За неделю до рождества, во время обеденного перерыва, ко мне неторопливо подошел Льюис.
— Послушай, Шеннон, в будущую субботу в Ардфиллане будет недурный танцевальный вечер. Давай отправимся вместе.
Я ожесточенно впился зубами в бутерброд с сыром: только не надо ему уступать.
— Я плохой танцор, — сказал я.
— Неважно. Можешь и посидеть. — Он улыбнулся. — Я сам всегда сижу.
— Боюсь, что мне не удастся вырваться.
Льюис продолжал настаивать; малый он был добрый, и уж очень ему хотелось уговорить меня.
— Ведь это целое событие. Собрание, посвященное святым отроковицам. Уйма хорошеньких девушек и первоклассный буфет. Я просил, чтобы мне прислали два билета. Право, ты должен пойти.
Хоть я и решил не выдавать своих чувств, неизъяснимое волнение охватило меня. У меня не было смокинга, я не умел танцевать; нет, мне просто нельзя идти. Но его непринужденная манера держаться, дружеская настойчивость, а главное равнодушная беспечность, с какой он относился к предстоящим танцам, как и ко всем прочим жизненным благам, положительно привели меня в бешенство.
— Пошел ты к черту… Неужели ты не можешь оставить меня в покое?
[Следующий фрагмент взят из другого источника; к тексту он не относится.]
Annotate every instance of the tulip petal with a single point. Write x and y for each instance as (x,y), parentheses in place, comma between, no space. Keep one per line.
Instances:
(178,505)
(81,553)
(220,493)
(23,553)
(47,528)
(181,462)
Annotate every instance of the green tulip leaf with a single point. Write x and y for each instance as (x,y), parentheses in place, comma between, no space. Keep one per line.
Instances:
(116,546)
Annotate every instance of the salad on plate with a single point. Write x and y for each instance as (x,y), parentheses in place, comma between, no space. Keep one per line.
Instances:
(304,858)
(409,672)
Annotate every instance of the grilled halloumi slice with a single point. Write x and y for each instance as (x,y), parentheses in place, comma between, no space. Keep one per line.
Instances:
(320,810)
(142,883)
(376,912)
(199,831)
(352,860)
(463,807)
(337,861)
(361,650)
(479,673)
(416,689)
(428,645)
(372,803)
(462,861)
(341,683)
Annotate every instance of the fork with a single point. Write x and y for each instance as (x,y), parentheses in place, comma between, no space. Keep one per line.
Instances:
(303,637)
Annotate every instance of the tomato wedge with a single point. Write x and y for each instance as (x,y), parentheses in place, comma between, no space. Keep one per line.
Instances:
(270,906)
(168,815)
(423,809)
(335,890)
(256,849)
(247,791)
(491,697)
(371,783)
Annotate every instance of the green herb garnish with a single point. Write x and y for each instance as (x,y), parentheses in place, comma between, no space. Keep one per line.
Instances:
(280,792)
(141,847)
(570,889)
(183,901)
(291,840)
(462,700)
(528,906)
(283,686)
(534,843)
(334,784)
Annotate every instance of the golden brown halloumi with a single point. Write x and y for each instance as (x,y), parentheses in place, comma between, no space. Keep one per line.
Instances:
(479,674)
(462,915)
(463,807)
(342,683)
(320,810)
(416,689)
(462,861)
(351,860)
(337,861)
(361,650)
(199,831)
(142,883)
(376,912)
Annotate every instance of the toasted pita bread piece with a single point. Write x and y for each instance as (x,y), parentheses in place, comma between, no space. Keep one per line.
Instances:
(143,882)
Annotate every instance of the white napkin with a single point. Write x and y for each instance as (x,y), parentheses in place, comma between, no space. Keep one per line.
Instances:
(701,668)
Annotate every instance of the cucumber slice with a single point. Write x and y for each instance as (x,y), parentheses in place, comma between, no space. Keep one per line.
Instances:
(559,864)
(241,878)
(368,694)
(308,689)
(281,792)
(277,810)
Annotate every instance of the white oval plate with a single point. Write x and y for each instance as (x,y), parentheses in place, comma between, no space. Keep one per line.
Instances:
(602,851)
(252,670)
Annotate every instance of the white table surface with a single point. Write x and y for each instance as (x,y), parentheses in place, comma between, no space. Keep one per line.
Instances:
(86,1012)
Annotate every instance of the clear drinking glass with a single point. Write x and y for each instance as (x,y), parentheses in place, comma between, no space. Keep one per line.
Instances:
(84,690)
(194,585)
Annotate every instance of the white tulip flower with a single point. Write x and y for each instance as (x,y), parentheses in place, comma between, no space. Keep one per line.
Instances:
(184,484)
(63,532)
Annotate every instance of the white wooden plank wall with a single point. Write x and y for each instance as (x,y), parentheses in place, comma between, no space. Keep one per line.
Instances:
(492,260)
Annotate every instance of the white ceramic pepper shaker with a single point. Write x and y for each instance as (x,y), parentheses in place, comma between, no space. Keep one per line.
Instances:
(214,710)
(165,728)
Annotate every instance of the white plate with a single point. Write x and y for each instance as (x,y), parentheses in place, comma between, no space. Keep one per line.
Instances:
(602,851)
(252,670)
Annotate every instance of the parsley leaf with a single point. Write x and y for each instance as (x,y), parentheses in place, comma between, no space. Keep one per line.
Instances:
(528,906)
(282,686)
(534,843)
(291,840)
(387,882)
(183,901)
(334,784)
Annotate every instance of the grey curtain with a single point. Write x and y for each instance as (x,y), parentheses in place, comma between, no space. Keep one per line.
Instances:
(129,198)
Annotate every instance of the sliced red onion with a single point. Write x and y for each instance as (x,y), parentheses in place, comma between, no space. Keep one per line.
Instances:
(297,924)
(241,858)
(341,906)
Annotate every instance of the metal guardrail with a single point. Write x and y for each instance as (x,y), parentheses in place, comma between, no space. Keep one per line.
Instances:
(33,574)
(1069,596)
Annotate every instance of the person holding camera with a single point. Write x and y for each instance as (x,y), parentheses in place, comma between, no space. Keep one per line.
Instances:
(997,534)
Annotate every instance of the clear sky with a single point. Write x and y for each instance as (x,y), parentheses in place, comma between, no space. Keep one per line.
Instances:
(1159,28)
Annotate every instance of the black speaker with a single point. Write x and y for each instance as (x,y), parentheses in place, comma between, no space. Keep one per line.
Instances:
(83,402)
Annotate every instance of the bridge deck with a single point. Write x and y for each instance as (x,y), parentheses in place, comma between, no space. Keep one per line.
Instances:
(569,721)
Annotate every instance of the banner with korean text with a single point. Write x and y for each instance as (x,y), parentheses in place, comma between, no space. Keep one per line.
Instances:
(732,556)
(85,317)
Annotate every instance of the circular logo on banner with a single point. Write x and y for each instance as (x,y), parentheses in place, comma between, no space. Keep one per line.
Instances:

Он изумленно уставился на меня, затем пожал плечами и отошел. Мне сразу стало стыдно. Весь день я не поднимал глаз от станка, на душе у меня было холодно и тоскливо.
В субботу вечером я сел на пятичасовой рабочий поезд и отправился в Ардфиллан. Часа два бродил я по пустынному бульвару, где гулял сейчас декабрьский ветер. Подняв воротник, я укрылся за раковиной для оркестра на безлюдной площадке. И вдруг из мрака, царившего вокруг, выплыл точно живой образ Гэвина. Вот здесь, на ярмарке, мы поклялись никогда не разлучаться. Как недавно это было… И в то же время, казалось, прошла целая жизнь. Гэвина уже нет, а я стою и дрожу на том самом месте, где, полные надежд и отваги, мы собирались покорить мир.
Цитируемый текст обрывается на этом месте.